第3章 魔本家への召喚48 「書き魔」って何?

 怜が永井記念館での鬼退治のことを紫生に話して聞かせた。


「今日、僕たちがドクタ・カレンに呼ばれただろ? 彼女が僕たちが永井記念館でお祓いをしたら何も出なくなったって学長に話したらしいんだ。

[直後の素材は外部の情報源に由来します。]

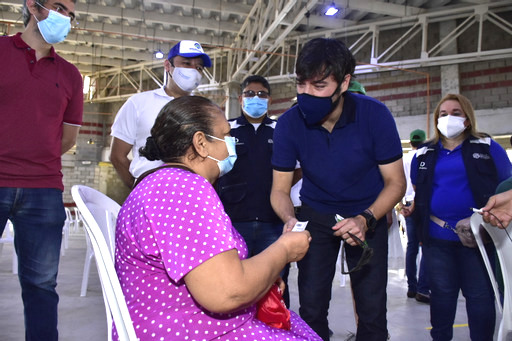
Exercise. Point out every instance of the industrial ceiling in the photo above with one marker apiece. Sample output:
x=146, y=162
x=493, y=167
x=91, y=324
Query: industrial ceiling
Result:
x=116, y=36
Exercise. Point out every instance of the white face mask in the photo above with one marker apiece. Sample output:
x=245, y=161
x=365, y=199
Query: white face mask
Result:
x=451, y=126
x=186, y=79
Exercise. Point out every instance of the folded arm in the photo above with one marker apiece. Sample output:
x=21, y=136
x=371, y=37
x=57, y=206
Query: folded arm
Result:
x=119, y=158
x=224, y=283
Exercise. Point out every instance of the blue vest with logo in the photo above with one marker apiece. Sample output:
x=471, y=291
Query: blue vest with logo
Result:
x=480, y=169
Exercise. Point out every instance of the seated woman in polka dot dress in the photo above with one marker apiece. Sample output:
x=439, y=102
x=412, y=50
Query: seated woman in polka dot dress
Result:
x=182, y=266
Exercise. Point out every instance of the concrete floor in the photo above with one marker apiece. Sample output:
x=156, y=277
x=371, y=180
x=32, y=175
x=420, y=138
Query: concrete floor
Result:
x=83, y=318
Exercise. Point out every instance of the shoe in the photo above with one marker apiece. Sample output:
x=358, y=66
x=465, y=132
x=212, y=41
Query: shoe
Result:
x=422, y=298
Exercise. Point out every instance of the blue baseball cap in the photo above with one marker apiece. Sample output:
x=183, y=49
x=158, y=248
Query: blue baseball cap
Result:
x=189, y=49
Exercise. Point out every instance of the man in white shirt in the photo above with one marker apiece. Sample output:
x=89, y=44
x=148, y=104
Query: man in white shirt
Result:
x=132, y=126
x=417, y=285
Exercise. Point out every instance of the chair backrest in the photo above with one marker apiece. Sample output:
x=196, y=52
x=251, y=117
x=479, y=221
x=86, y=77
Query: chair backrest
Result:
x=99, y=213
x=502, y=239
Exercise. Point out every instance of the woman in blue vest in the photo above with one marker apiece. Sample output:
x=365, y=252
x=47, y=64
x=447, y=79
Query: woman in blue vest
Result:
x=458, y=169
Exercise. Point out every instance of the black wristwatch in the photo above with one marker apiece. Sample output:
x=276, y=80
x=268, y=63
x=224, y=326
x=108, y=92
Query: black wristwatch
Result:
x=371, y=222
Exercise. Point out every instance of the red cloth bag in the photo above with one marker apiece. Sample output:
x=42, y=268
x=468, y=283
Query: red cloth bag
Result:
x=272, y=310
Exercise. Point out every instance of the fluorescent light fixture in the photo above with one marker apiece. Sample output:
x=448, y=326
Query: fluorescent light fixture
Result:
x=159, y=54
x=331, y=10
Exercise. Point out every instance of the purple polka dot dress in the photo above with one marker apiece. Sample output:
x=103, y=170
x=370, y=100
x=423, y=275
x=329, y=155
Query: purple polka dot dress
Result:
x=172, y=222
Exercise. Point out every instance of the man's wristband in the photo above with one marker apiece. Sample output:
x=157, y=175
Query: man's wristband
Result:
x=371, y=222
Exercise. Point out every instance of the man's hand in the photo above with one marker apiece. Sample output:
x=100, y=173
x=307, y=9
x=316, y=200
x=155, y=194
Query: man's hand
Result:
x=355, y=225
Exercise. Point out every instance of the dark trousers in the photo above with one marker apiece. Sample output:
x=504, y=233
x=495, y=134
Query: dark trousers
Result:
x=316, y=272
x=38, y=216
x=453, y=267
x=415, y=282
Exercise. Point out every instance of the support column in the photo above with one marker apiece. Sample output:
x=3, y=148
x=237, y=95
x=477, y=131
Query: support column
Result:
x=449, y=73
x=232, y=90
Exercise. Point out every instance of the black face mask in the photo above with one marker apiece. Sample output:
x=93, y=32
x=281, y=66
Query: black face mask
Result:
x=315, y=109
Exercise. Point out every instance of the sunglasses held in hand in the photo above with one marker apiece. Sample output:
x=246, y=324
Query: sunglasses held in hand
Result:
x=365, y=256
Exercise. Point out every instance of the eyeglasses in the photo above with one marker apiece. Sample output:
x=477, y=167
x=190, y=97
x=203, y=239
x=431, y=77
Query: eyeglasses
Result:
x=365, y=257
x=62, y=10
x=260, y=94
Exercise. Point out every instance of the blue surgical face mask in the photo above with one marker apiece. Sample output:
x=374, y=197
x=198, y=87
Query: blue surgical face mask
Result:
x=314, y=109
x=55, y=27
x=227, y=164
x=255, y=107
x=187, y=79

 それで学長がカレンに僕たちのことを質問したらしくて、カレンが学長と交渉して、いもしないリサの霊をお祓いする代わりにクラブの公認をもらえることになったんだ」怜が説明した。


「えー! そうだったの?」

「うん。だから機嫌を損ねるわけにいかないだろ? それで会いに行ったのさ」


 怜の答えを聞いた桃李がニヤついた。


「それだけか?」

「それだけさ。サークルの公認をもらうためだ」


「お前がいうと洒落にならないんだよ。その冷徹さがさ」

「何とでもいえ」


「えーどんな人だろう? 見てみたい」

「名刺にSNSのアドレスあったな」


 怜は名刺を取り出してスマホでQRコードを読み込むと、蝶子のSNSを見つけ出し紫生に見せた。


「ほら。この人」

「見せて!」


 紫生、海、プッチの全員が寄ってきて奪い合うようにしてスマホをのぞき込んだ。


「そんなに見たいか?」

 怜は少々呆れると桃李が目を細めて冷静に答えた。


「そりゃ、みんな驚くだろう。お前を呼び出す女が現れたんだからな。大事件だぞ、これは」

「なんか華やかな人ねぇ。怜とお似合いだわ」

「いや、別にそういうんじゃあ」


 そこへ怜が来ていると聞きつけた犬井がリビングに入ってきた。


「怜様、よくおいで下さいました」

 怜の挨拶もそこそこに桃李がさっそく聞いた。


「爺、いいところに来た。俺たちたった今本家から帰ってきたんだ」

「本家でございますか? 一体どうして。よくご無事で帰られました」


「犬井さん『書き魔』って何ですか?」


 待ちきれずに紫生は本家での出来事を事細かに話して聞かせた。話を聞き終えると犬井は興奮気味にいった。


「なんと、紫生さんが『書き魔』に? それは大変なことでございますよ」

「だから何なんだよ? その『書き魔』ってのはさ」と先ほどからイライラしながら聞いていた桃李が聞いた。


「我々魔族が隠れ蓑にする物語を書く役割を担う者のことです」


 ええーっ! と紫生、海、桃李、そして怜はびっくりして声を上げた。


「つまり、桃太郎物語とかそういう話を紫生が作るということか?」


「はい。ご存じのように我々は幾度となく人間たちに迫害を受けそのたびに眠りの時を迎えその存在を世間から消して生き延びてきました。

 その際利用したのが『桃太郎伝説』などのおとぎ話でございます。噂は噂の中に隠す方式ですね。

 ですから時代が変わった今でも物語は非常に重要視されています。何しろ我々の命が掛かっていますから」


「俺たちの命運を紫生が担うのかよ」

「どうしよう。わたし引き受けちゃった」


 今更ながら「書き魔」の重要性を知った紫生は責任の重さと書けなかった時のことを考えると急に足元がすくむような思いに襲われた。